The end of Palestinian Statehood is a beginning for Decolonization

The basic opposition at this point to the two state solution is not world opinion or america or geo-strategic considerations or the Arab world or the Palestinians, but Israeli public opinion and the Israeli leadership. Since Oslo, Israeli politiciens have used the “peace offensive” of the Palestinians to lower the cost of the occupation and speed up colonization in the West Bank.

The political difference between Israel/USA and the rest of the world rests on a disagreement about the basic principle at the basis of the negotiations. Even since before Oslo, the Palestinians and the global consensus have pushed for negotiations on the basis of international law, whereas Israel/USA have pushed for negotiations on the basis of “direct talks”, which means on the basis of the political power imbalance between a state and a resistance group politically tied to the commitment of ending resistance. Within the “direct negotiations” framework, the power imbalance is simply too extreme to come to a settlement which is acceptable to the Palestinian people – most would rather return to resistance rather than live in a non-viable state with no part of Jerusalem as its capital.

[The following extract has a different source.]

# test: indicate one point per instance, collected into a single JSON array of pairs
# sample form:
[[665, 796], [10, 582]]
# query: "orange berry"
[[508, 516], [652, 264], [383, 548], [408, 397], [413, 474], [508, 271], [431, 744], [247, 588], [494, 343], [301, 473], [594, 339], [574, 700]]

It’s easy to say that the the problem with the idea of compromise is it assumes that the stronger party is rational enough to give up some of its privilege to come to a settlement acceptable to both sides. Israeli society has been choosing against peace for years by electing governments more committed to counter-terrorism and colonization than to recognition of Palestinian rights and working towards creating a viable Palestinian state. The more difficult thing is to recognize the dishonesty in continuing to affirm a politics based on the lies told by entrenched elites, which no longer have the function of moving towards a two state settlement but are now mostly part of a game of maintaining their power.

The radical position to take today is to recognize that the Palestinian people are no longer represented by the leadership of the Palestinian Revolution – Oslo has gutted the PLO and has disenfranchised most Palestinians. Any two state solution based on the current elites will merely be an entrenchment and humanization of the occupation, with nothing for the refugees and nothing for the million Palestinians who have Israeli citizenship. However, the radical insight is not this but the recognition that Israeli society can no longer be considered a potential party in peace negotiations, but a racist, colonial people who have overwhelmingly chosen apartheid over peace by ramping up settlements and destroying the viability of a Palestinian state.

I think a more productive role that solidarity activists can take today is to ally not with the corrupt Palestinian leadership who continues to be committed to a solution systematically undermined by Israeli unilateral actions, but with the Palestinian diaspora against the intransigence, corruption and the lack of genuine political leadership on both sides. Rather than striving to create another Lebanon in Palestine, the time has come for the youth to embrace a future free of the quick equivocation between religion and nationality, but instead to recognize nationality as something only of worth insofar as it is liberating, and once national freedom is achieved to move forward to the next liberation. As a Palestinian poet I recently saw declared, “I would burn this flag and my keffiyeh if my people were not burning”.

Such a political program based on liberation rather than essentialized communities already has a historical figuration in the Israeli-Palestinian conflict: it was taken up by Fatah and the Marxist factions in the late 60s and early 70s as they created alliances with anti-colonial third world liberation movements all around the world. And they developed quite a sophisticated analysis of how to persuade Israeli jews to join them in their struggle against the ethnic nationalism of the Israeli state. This program can be read about in this early 70s publication by the General Union of Palestinian Students in Kuwait.

Unfortunately, the PLO never lived up to its highest ideals and over time resentment and eventually religious nationalism won the day. This doesn’t mean a return to anti-racist politics is impossible, however, especially if led by the youth on both sides. Equality, religious freedom, and indigenous rights have a lot to offer to Palestinians. And all that Israelis are asked to give up is religious and colonial privilege. The principle of de-colonization, led by the youth, and supported by a non-violent resistance campaign around the world can give force to ideals worth fighting for in Israel/Palestine today. And while Israel has hardly been a light unto the nations, its decolonization could serve as a shining example of historical justice that could help open the way for the decolonization of other places around the world where European settlers continue to deny their role in the disenfranchisement of indigenous peoples.



  1. I’m quite confident, if left to their own devices, that Palestinians and Israelis could coexist. Unfortunately, the political elite are never going to let that happen. The real question is how can people come together in spite of the political elite. As I’ve always contended, peace was never the objective of peace talks – chaos was.


    1. I don’t agree with the idea of dismissing political leadership, as fashionable as it is today. If people are organized, there will always be leaders – the problem is how to have good leaders, and how to embody good values in institutions and revolutionary movements. The creation of Palestinian Student Movements are an inspiring example of this.

      I also think it’s pessimistic to a point of fault to argue that “chaos” was the goal of peace talks. Chaos is no one’s goal, unless you believe the “war on terror” discourse. The goal of the talks from the Palestinian point of view was a two-state settlement, and from the Israeli point of view the goal was the legitimization of the occupation and the expansion of settlements. The intifada was organized, but its goal was not chaos but to change the balance of power so Israel would agree to an acceptable political settlement.